Adaptive Parallelism¶
Why does my max_agents value drift at runtime?
max_agents in bernstein.yaml is the configured ceiling, not a constant. Bernstein runs a feedback controller that lowers the effective ceiling when the run is breaking things or when CPU is overloaded, and raises it back toward the configured max once both signals settle. The result is a moving effective_max_agents value visible in dashboards and metrics.
If you only have time for one sentence: set max_agents as a ceiling, not a target — the orchestrator will run fewer concurrent agents on its own when error rate or CPU spikes. The rest of this page explains the rules, bounds, and how to opt out for deterministic runs.
The problem: static max_agents is wrong¶
A flat max_agents: 8 works if every task is uniform. In real runs tasks mix:
- A few light tasks (a 30 s docs edit) — eight in parallel is fine.
- One heavy task (a long Opus call with a 90 s tool chain) — eight in parallel pin the CPU, the kernel starts swapping, every agent slows down.
- A bad task that fails repeatedly — running it eight times in parallel just produces eight failures faster.
Static caps either under-utilise (too low for light tasks) or thrash (too high for heavy/bad ones). The right answer is dynamic: react to observed signals.
The solution: a feedback controller on max_agents¶
core/orchestration/adaptive_parallelism.py (AdaptiveParallelism dataclass) tracks two windowed signals — task error rate and CPU load — and re-evaluates effective_max_agents once per orchestrator tick.
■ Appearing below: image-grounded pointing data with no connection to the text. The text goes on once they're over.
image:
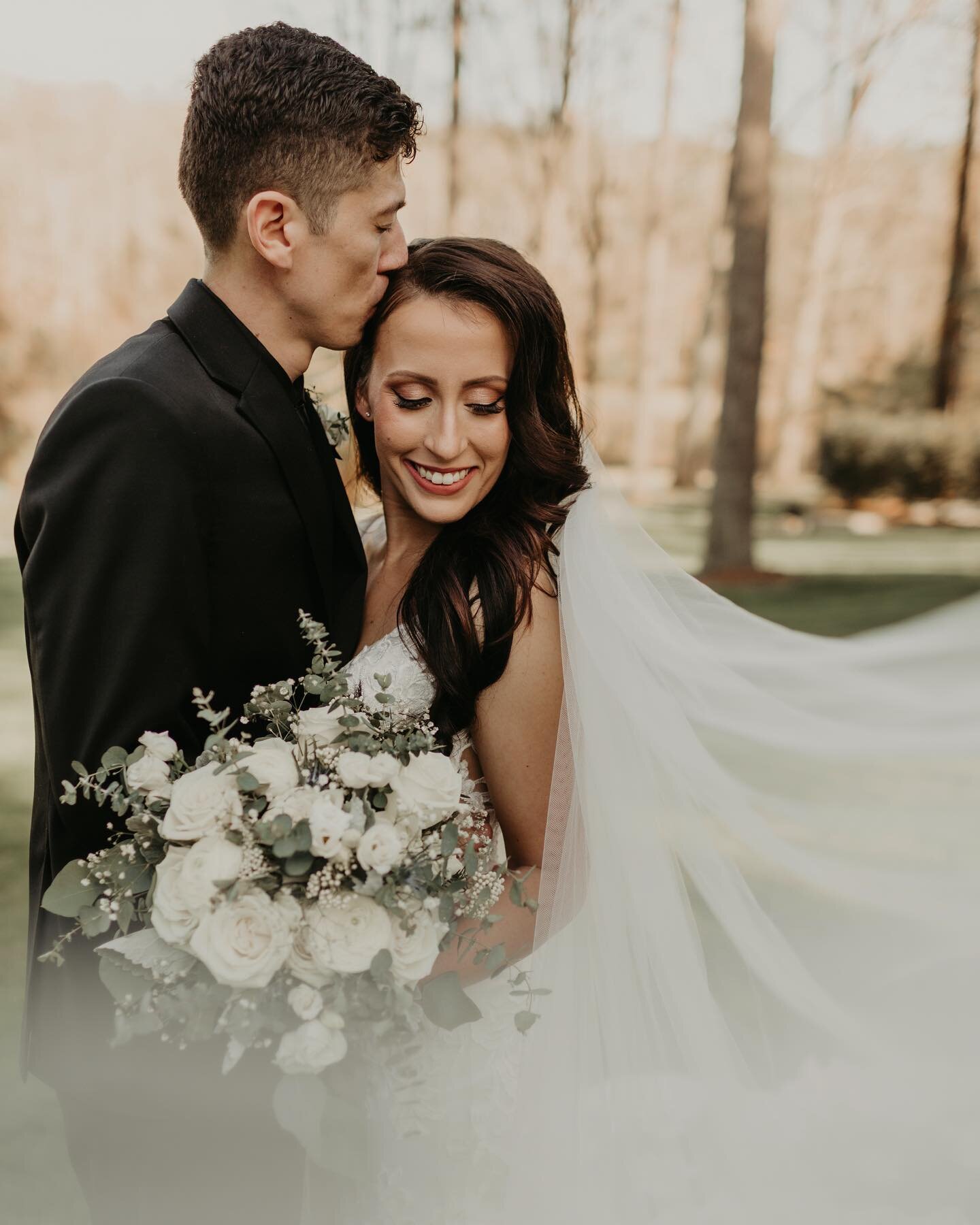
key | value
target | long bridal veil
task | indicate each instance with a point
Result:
(760, 915)
(759, 929)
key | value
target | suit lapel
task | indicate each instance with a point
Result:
(265, 407)
(233, 358)
(329, 457)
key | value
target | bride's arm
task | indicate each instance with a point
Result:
(514, 736)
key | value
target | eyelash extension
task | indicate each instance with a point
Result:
(479, 410)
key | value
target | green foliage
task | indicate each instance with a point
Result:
(67, 894)
(917, 456)
(446, 1004)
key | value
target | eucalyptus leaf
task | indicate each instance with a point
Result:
(445, 1002)
(496, 960)
(299, 864)
(280, 826)
(95, 921)
(67, 894)
(124, 984)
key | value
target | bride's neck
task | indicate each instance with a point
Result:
(249, 295)
(407, 534)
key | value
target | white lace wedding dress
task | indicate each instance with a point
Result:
(416, 1128)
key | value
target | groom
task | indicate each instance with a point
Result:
(183, 504)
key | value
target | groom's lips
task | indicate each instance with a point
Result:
(439, 489)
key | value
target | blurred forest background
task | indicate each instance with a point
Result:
(762, 218)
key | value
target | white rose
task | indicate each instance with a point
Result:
(295, 804)
(380, 847)
(430, 783)
(329, 822)
(159, 744)
(303, 963)
(310, 1049)
(306, 1001)
(318, 724)
(361, 770)
(413, 955)
(347, 937)
(272, 762)
(169, 914)
(200, 802)
(244, 943)
(150, 774)
(210, 860)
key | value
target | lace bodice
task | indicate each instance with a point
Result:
(407, 1105)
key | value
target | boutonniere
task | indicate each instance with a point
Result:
(336, 424)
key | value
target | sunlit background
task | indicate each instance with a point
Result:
(598, 137)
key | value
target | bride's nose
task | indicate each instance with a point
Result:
(446, 439)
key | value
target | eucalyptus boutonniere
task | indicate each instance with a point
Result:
(336, 424)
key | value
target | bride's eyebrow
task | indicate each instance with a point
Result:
(434, 382)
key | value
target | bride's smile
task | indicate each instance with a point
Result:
(436, 396)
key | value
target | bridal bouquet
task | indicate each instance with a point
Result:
(300, 875)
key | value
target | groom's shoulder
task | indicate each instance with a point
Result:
(152, 379)
(157, 359)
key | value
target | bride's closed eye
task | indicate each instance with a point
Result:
(480, 410)
(489, 410)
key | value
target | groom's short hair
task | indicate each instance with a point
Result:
(281, 108)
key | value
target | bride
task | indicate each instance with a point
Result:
(755, 854)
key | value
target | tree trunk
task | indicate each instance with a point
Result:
(453, 151)
(696, 433)
(730, 532)
(593, 239)
(949, 361)
(555, 137)
(653, 312)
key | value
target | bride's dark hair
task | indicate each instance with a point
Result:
(494, 555)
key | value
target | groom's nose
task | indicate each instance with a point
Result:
(395, 251)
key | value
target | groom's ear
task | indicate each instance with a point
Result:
(272, 220)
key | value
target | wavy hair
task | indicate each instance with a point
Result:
(473, 587)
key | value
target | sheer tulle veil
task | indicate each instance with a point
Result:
(759, 925)
(760, 911)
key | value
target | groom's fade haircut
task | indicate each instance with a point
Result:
(277, 108)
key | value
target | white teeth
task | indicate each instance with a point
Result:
(442, 478)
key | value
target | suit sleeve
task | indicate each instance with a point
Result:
(112, 538)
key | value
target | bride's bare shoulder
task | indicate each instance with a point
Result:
(517, 724)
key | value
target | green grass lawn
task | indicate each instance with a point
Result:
(837, 585)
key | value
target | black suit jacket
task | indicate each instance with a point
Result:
(177, 514)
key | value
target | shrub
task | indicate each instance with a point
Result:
(918, 456)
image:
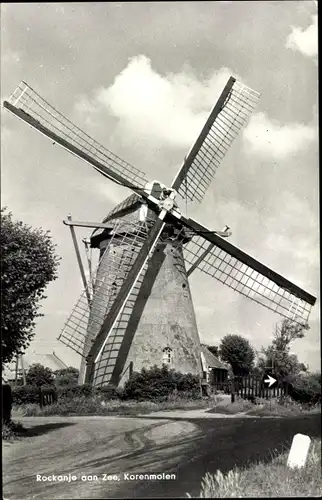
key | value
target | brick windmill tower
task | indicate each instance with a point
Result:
(137, 310)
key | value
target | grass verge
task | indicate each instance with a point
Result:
(83, 405)
(273, 479)
(12, 431)
(263, 408)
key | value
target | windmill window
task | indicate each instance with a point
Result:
(167, 355)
The controller mutates the orchestrator's working max_agents value before the spawner picks tasks for that tick:
self._adaptive_parallelism = AdaptiveParallelism(configured_max=config.max_agents)
...
_effective_max = self._adaptive_parallelism.effective_max_agents()
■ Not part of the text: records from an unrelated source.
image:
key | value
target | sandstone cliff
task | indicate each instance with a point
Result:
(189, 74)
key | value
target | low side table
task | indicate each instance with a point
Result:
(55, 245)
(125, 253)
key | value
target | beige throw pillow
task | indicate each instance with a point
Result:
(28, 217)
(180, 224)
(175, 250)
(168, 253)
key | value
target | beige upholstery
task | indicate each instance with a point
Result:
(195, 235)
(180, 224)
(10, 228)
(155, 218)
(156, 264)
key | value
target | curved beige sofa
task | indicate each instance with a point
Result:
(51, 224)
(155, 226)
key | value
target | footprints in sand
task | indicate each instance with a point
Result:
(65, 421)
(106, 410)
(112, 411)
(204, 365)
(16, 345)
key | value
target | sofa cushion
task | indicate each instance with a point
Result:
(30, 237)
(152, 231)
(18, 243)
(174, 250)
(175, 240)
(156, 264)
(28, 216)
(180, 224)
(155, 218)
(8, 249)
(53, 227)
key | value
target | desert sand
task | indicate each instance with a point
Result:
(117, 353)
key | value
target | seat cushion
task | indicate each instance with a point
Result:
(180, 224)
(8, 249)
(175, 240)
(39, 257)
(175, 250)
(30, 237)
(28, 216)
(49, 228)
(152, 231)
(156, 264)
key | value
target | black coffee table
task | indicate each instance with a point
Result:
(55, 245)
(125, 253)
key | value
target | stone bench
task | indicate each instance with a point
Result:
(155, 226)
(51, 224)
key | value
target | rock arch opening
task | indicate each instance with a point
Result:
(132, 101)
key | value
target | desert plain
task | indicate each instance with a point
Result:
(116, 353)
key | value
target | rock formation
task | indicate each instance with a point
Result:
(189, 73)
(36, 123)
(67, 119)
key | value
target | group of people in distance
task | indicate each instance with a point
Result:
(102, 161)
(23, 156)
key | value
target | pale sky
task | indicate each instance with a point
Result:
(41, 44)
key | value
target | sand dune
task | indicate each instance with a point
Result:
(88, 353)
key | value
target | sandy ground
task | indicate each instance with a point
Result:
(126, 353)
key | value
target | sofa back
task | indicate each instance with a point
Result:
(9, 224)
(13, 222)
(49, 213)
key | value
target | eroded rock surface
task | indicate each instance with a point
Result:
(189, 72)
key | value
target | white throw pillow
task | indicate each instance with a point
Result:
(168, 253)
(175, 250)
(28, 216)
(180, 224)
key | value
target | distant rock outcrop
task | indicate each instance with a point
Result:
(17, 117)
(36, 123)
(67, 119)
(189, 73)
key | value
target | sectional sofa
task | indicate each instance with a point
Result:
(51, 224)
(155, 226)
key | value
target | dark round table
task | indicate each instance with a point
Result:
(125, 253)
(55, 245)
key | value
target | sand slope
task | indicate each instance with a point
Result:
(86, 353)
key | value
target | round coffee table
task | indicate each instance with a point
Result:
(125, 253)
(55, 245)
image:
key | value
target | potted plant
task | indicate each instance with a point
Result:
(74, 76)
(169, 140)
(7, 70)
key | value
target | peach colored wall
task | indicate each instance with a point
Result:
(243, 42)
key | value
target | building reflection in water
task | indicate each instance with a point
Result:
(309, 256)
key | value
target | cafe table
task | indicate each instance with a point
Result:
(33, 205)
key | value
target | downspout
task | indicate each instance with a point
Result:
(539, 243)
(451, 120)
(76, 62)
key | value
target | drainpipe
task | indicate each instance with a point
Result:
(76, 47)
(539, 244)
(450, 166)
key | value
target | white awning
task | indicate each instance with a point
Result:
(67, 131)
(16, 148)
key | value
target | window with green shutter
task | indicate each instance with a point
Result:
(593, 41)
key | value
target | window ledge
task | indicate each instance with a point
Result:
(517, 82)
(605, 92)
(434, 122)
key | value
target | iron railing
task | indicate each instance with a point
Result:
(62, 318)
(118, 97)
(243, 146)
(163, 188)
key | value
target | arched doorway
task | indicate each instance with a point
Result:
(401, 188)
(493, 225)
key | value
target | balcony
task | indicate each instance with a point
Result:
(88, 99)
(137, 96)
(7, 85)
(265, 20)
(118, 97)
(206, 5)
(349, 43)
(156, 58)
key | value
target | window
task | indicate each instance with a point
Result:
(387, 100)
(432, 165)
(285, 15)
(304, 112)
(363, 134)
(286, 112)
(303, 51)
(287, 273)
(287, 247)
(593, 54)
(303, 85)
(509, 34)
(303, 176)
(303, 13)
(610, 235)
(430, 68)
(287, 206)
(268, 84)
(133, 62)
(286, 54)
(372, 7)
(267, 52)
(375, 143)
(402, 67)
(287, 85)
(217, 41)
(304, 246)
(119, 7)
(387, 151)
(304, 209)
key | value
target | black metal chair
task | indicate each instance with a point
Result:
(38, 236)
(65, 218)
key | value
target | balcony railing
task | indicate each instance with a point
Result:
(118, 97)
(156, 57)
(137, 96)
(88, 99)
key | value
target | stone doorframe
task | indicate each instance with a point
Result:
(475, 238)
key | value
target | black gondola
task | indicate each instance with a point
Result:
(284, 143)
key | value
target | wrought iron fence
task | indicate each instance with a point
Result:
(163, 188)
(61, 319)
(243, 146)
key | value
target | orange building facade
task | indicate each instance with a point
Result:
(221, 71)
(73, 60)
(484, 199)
self._config.max_agents = _effective_max
Source: core/orchestration/orchestrator.py:608, :1326-1327.
The controller is purely additive — if you don't read its outputs, nothing changes about the orchestrator loop except that max_agents now drifts.
Inputs (signals the controller reads)¶
Three live signals, one explicit override:
- Task error rate —
record_outcome(success: bool)called by the orchestrator after every terminal task transition. The controller keeps a sliding window of(timestamp, success)outcomes (adaptive_parallelism.py:63-69). - CPU load — read on every tick. On Unix,
os.getloadavg()[1](5-minute load average, normalised byos.cpu_count()). On Windows,psutil.cpu_percent()if available, else0.0(the rule effectively disables itself there). Source:_get_cpu_percent()atadaptive_parallelism.py:88-113. - Time since startup — used as a 120 s grace period during which CPU rules are skipped (boot-time spikes are normal).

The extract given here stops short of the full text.